The Boxing Ring with a Mezuzah on the Door—by Leah Feiger, Forward
More than seventy-five years have passed since the heyday of the Jewish fighter, but The Underground Gym in Sheepshead Bay, Brooklyn, is a hot spot for Jewish amateurs and doubles as a community center. Leah Feiger from Forward visited the gym a few months ago.
Name of the Father—Tim Struby, Photography by Nils Ericson, Victory Journal
Son of a brutal mob enforcer, Jarrod Tillinghast turned to boxing for stability. Before long, however, the lure of the streets proved too much for him. Although Tillinghast was considered a hot prospect in New England when he turned pro in the mid-1990s, he could never dedicate himself to the sport that offered him a way out. Tim Struby recounts his story for Victory Journal.
Fat City, Fifty Years Later: An Interview with Leonard Gardner—by David Lida, The Paris Review
To mark the fiftieth anniversary of Fat City, arguably the best boxing novel ever written, Leonard Gardner spoke to the Paris Review in a wide-ranging interview that covers the book, the film, and boxing in general. “I was not interested in a beautiful tourist spot,” Gardner says. “I never wanted to write about society people or something like that. I was interested in the rougher side of life. There’s something about struggling people, poor people, that’s dramatic. Struggle is dramatic. I’ve had friends who wrote pretty good novels about college boys and college professors. I didn’t dislike them. But it’s a matter of drama. For a lot of people, real life is a struggle.”
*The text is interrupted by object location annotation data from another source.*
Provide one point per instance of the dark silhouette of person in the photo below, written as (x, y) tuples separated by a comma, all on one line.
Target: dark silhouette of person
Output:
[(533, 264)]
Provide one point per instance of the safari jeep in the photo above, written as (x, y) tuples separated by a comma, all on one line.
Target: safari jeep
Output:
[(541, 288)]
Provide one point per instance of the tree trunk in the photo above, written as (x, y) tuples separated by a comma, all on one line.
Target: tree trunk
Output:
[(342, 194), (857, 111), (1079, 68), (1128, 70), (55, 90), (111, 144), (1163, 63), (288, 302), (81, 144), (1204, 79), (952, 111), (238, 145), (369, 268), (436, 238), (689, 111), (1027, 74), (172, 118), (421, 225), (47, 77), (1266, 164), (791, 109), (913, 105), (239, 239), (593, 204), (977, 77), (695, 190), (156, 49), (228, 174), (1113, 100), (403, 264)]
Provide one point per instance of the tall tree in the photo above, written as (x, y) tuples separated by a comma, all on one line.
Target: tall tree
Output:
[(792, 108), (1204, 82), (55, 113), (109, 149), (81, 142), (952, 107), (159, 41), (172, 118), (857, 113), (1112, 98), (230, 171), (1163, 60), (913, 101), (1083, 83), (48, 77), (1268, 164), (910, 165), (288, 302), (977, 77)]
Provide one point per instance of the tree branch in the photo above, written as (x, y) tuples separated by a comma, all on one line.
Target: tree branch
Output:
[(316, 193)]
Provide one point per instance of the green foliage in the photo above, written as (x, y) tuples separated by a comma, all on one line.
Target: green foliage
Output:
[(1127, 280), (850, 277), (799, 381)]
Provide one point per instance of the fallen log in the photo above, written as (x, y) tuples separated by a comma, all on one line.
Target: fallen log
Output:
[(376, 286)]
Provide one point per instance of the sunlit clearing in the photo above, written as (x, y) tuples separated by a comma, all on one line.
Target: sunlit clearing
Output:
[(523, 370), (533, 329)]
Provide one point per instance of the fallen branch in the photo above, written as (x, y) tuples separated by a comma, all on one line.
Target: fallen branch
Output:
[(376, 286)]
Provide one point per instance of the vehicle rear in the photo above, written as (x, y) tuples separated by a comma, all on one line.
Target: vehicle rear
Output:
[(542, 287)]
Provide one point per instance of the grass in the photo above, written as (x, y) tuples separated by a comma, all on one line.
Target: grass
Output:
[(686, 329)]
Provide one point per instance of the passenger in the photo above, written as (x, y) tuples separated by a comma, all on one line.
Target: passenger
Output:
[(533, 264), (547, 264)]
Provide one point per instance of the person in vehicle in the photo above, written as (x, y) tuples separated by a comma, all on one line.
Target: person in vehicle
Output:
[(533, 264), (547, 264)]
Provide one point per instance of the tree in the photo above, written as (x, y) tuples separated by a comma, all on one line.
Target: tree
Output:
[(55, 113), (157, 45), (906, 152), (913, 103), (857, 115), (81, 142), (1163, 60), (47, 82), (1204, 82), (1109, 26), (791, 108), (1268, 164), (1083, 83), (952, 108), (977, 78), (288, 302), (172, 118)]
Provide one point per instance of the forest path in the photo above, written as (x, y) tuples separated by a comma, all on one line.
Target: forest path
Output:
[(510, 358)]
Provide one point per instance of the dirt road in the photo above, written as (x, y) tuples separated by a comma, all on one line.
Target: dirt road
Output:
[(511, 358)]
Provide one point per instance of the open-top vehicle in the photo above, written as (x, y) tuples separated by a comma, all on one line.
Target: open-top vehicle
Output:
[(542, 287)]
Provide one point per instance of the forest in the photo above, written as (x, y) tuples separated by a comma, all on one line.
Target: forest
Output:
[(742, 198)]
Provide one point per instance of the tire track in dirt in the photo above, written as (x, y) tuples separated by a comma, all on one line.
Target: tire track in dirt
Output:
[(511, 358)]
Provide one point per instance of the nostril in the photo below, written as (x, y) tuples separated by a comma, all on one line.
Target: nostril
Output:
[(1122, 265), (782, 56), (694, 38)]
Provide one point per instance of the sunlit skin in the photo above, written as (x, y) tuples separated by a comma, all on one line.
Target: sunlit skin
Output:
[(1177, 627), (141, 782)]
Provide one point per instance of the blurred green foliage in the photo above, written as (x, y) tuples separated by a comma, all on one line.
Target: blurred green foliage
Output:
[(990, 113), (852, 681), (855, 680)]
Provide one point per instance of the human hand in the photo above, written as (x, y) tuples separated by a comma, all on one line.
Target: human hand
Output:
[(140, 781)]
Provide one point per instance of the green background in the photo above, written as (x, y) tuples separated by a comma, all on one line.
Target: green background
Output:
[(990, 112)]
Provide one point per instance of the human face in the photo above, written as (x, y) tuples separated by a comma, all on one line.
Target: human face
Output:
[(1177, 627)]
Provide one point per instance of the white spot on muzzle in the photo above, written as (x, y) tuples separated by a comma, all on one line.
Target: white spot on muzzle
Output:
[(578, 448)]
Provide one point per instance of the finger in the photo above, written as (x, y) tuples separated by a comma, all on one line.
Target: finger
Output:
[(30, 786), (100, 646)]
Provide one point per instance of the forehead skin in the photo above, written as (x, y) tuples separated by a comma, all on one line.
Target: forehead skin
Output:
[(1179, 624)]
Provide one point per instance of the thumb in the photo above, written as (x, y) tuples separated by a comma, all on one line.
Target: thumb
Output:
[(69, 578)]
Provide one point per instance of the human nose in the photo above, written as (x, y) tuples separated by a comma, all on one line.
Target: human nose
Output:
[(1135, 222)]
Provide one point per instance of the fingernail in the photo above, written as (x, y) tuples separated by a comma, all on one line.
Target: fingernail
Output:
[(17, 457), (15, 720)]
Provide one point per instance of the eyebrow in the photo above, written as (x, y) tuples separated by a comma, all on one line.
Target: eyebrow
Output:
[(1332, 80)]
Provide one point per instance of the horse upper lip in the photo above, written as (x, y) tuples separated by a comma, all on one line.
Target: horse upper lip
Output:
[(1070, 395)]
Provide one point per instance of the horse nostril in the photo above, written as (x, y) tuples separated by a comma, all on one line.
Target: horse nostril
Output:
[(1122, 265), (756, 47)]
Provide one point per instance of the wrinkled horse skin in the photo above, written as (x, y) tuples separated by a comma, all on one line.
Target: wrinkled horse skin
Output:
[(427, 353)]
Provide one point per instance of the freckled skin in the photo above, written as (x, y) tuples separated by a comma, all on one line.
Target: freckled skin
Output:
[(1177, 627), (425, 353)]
Shadow Boxing: Muhammad Ali Fought 50 Men. Only One Disappeared—by Wright Thompson, ESPN.com
For six years, Wright Thompson searched for Jimmy Robinson, who suffered a first-round KO at the hands of Muhammad Ali in 1961, without success. Like so many fighters who viewed boxing as a sustenance pursuit, Robinson had disappeared, his only hint of fame earned entirely in retrospect. In pursuit of a historical footnote, Thompson encounters a world of squalor and broken dreams.